D. J. Taylor is well-known as a critic, reviewer and novelist- his previous books include After the War- The Novel and England since 1945 , an acclaimed biography, Thackeray, and novels, Trespass and The Comedy Man. He lives in Norwich.

From Publishers Weekly

George Orwell (1903-1950), ne Eric Blair, seemed only a marginal Depression-era writer about disillusion and hopelessness among ordinary working types until the Spanish Civil War, when in 1937 he was shot through the neck and nearly killed, furnishing him with the lens to see totalitarianism and betrayal as, possibly, the future human condition. In his now classic Homage to Catalonia, then a commercial failure, he wrote of papers reporting facts that were lies, patriotism that was propaganda, loyalty that was treachery, heroism that was cowardice.
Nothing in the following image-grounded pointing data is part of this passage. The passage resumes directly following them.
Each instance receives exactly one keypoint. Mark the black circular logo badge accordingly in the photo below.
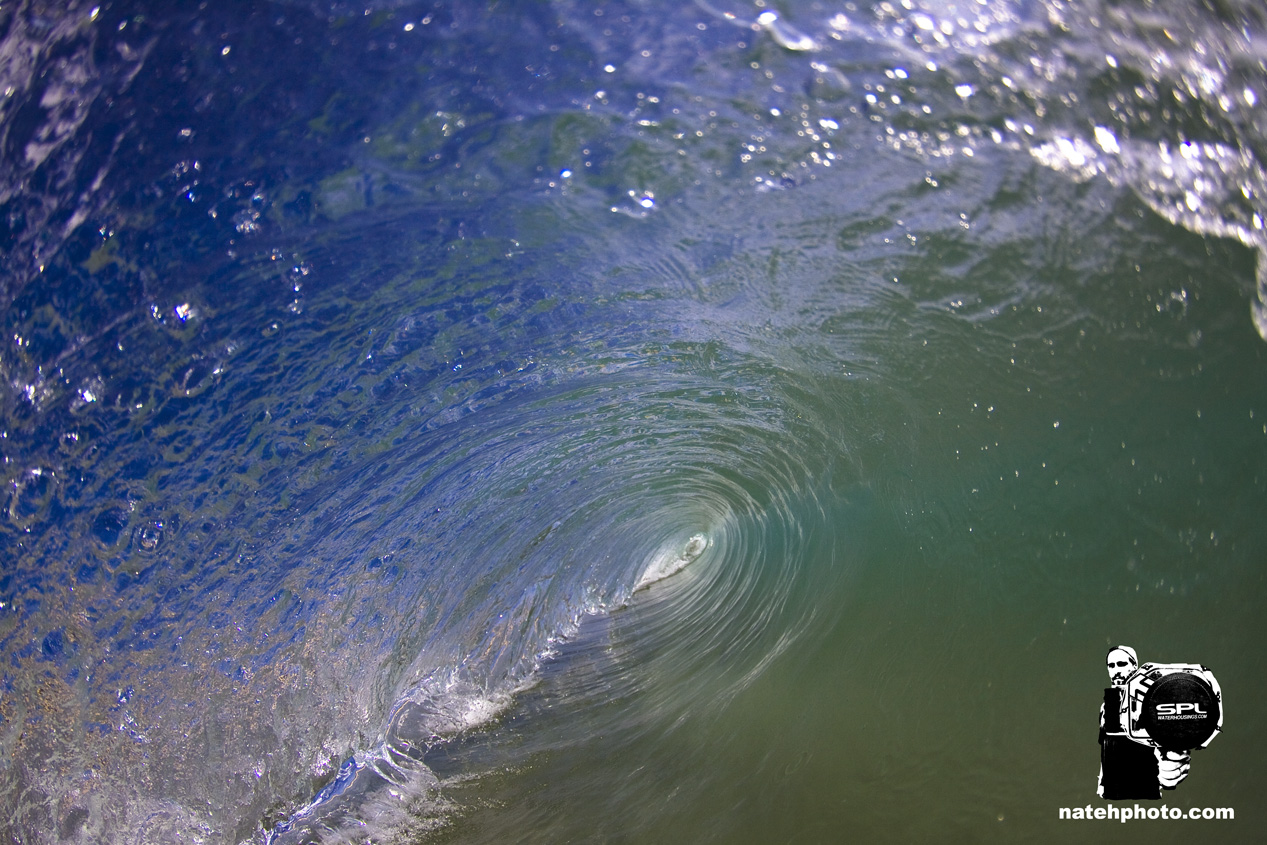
(1181, 712)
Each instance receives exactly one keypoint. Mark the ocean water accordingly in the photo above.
(623, 422)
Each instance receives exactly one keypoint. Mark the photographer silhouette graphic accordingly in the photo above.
(1152, 717)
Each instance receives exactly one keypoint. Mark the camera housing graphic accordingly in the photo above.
(1170, 706)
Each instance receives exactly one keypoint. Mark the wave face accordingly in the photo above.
(643, 421)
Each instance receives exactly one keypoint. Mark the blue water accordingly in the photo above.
(627, 422)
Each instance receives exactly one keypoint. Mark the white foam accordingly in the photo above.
(673, 560)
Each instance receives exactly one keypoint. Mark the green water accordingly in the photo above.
(1002, 498)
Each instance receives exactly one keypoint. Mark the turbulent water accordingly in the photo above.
(635, 421)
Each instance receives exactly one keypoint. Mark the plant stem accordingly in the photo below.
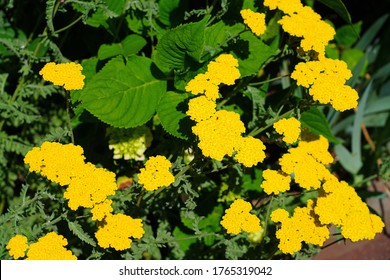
(277, 118)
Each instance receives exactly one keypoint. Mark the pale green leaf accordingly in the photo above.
(124, 95)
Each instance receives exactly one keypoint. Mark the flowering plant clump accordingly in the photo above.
(190, 129)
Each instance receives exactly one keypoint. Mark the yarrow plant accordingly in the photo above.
(217, 132)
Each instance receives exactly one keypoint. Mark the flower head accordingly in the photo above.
(301, 227)
(67, 75)
(129, 143)
(289, 128)
(50, 247)
(117, 230)
(237, 218)
(17, 246)
(156, 173)
(275, 181)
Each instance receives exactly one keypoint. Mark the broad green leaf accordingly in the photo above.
(218, 34)
(352, 57)
(339, 7)
(316, 122)
(89, 70)
(251, 53)
(132, 44)
(76, 228)
(171, 111)
(349, 161)
(179, 44)
(124, 95)
(171, 12)
(371, 33)
(347, 35)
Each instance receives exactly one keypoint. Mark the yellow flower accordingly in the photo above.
(289, 128)
(237, 218)
(200, 108)
(301, 227)
(326, 79)
(306, 162)
(57, 162)
(221, 71)
(275, 181)
(50, 247)
(116, 231)
(340, 205)
(255, 21)
(250, 151)
(65, 165)
(305, 23)
(17, 246)
(156, 173)
(101, 210)
(220, 134)
(67, 75)
(287, 6)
The results, in a bleak career abbreviated at 46 by unremitting tuberculosis, emerged in the dystopian fable Animal Farm and in the mean urban wasteland of 1984, in which history is rewritten daily, and obedience is the only recourse for the brainwashed powerless. Taylor, author of an earlier biography of Thackeray, limns Orwell's life graphically, and relates his early fiction and journalism persuasively to the iconic postwar novels, describing his writing as "an endless scroll constantly refined and brought up to date, in which early entries reemerge to assume an expected resonance." Tendencies to cliche disappear as Taylor warms up to his theme of an Etonian displaced in a remorseless world. A few brief chapters seem merely stuck in, but Orwell's essentially lonely and downstart life, and his triumphs almost too late to matter, make for compelling reading. 16 pages of b&w illus. not seen by PW.